Forgot to say, her name is Lucinda (I call her Lucy).


----------



## Auntie Crazy (Dec 10, 2006)

Absolutely adorable. And huge kudos to you for opening your hearts and your home to her. :love2 :love2 :love2

AC


----------



## MowMow (Nov 6, 2010)

What a cutie!


----------



## 6cats4me (Apr 30, 2011)

She is adorable! How wonderful that you opened up your heart and home to this little girl in need.


----------



## Meezer_lover (Apr 19, 2011)

What a cutie. Poor thing....tortured? WTF.
There are way too many people in this world that shouldn't have kids or pets.


----------



## Nan (Oct 11, 2010)

Bless you for taking her in She's beautiful.


----------



## konstargirl (Feb 4, 2011)

How cute is she.

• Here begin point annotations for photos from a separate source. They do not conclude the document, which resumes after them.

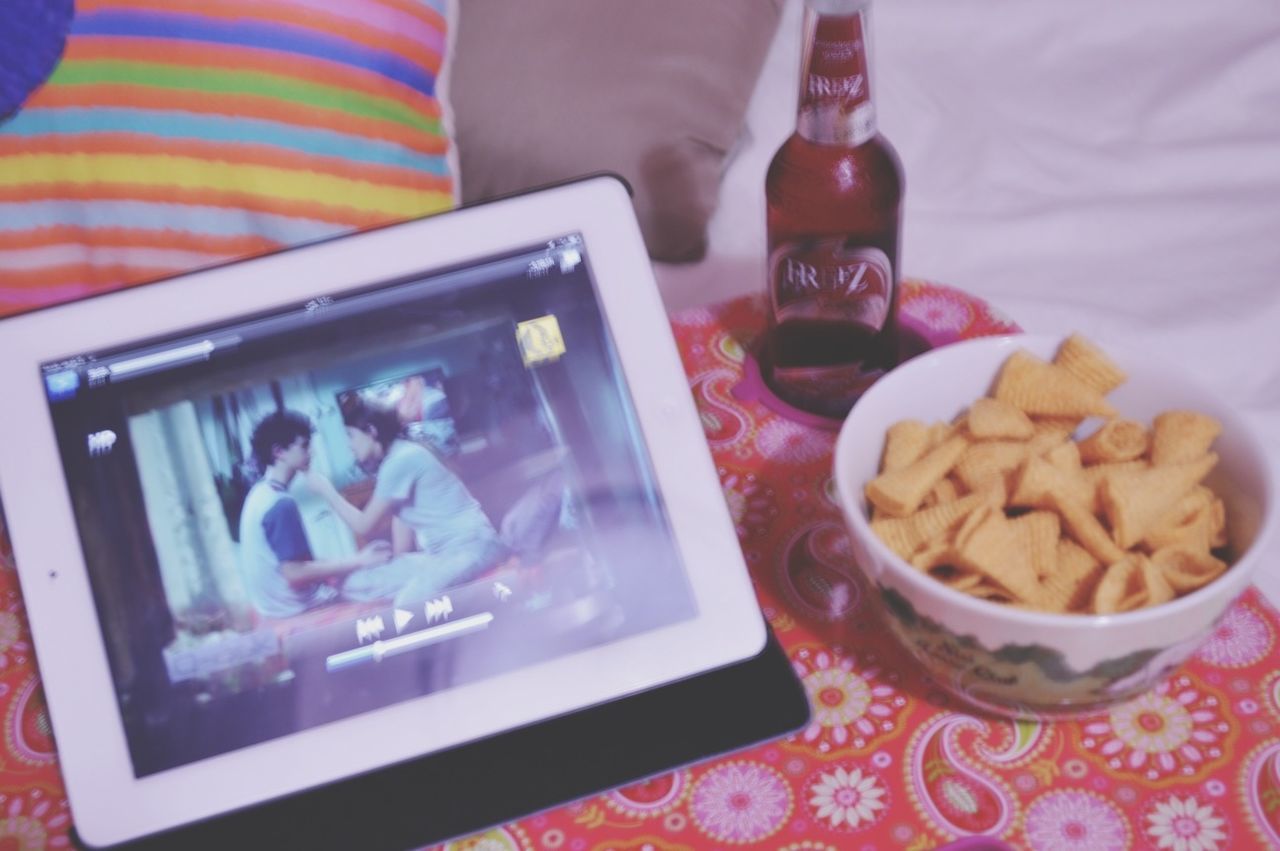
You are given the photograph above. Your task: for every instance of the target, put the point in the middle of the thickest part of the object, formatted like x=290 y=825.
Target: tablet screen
x=361 y=499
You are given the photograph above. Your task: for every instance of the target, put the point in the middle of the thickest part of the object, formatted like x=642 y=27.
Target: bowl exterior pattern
x=1020 y=663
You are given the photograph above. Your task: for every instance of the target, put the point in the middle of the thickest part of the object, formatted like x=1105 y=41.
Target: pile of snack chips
x=1006 y=504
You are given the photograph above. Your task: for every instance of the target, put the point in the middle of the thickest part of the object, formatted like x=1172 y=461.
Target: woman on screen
x=434 y=515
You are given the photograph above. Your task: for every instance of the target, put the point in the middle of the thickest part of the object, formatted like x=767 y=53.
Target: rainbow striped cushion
x=181 y=133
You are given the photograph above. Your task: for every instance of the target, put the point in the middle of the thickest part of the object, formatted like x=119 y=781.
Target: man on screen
x=433 y=511
x=280 y=573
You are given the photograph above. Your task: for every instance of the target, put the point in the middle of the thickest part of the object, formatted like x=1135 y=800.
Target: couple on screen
x=440 y=535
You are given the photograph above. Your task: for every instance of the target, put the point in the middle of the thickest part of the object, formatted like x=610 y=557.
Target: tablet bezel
x=108 y=801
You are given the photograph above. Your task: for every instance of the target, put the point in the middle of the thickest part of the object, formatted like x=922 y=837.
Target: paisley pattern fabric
x=888 y=759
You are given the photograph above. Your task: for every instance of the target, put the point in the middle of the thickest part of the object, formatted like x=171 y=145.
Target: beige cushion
x=654 y=90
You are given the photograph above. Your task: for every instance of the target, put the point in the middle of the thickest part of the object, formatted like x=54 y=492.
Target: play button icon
x=402 y=617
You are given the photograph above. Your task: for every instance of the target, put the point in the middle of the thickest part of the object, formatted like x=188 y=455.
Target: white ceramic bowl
x=1016 y=662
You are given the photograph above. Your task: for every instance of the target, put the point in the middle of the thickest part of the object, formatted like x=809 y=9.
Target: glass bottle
x=833 y=196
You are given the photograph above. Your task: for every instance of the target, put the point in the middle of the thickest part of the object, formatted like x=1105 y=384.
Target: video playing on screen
x=302 y=516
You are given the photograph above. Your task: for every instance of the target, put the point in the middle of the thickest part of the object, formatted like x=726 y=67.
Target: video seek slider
x=453 y=613
x=382 y=649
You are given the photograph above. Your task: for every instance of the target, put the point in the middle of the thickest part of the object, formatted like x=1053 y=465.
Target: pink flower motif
x=1075 y=820
x=1240 y=639
x=1173 y=730
x=792 y=443
x=1184 y=824
x=740 y=801
x=940 y=311
x=35 y=820
x=848 y=800
x=850 y=708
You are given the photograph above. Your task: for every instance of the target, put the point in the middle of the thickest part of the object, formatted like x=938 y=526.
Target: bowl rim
x=850 y=495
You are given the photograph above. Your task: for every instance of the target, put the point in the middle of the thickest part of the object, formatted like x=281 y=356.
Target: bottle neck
x=835 y=86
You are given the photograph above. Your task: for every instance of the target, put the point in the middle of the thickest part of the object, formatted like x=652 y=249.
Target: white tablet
x=293 y=520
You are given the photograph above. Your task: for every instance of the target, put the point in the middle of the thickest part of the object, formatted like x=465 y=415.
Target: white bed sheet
x=1104 y=167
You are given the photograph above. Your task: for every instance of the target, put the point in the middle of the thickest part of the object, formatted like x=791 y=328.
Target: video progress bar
x=379 y=650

Thank you for saving her.


----------



## OctoberinMaine (Sep 12, 2006)

Congratulations on the new addition, and I'm so glad to hear you got her away from the man and his dog. Hearing that kind of thing makes my stomach churn.

She's really adorable!


----------



## cd07 (May 1, 2011)

Adorable!

How terrible that someone could treat a kitten so horrible...


----------



## princessbear (May 19, 2011)

OMG she is beautiful! I love her coloring/markings. God bless you for saving her. Hope he isn't torturing the dog as well - did you report him for the kitten?


----------



## Jan Rebecca (Oct 14, 2010)

So glad you took her in - she's pretty - I love her eyes.


----------



## jusjim (Jun 30, 2009)

Beautiful little girl. Your husband's secretary did a wonderful thing.


----------



## Cierrakitty (Apr 24, 2010)

aw how could someone torture a cute face like that, let alone ANY animal. It's so sick. I'm just glad she had someone like you to come and rescue her


----------



## Natalie Jayne (Apr 21, 2011)

She is gorgeous, something terribly wrong with anyone who would torture and defenceless kitten. So glad she is ok now xo


----------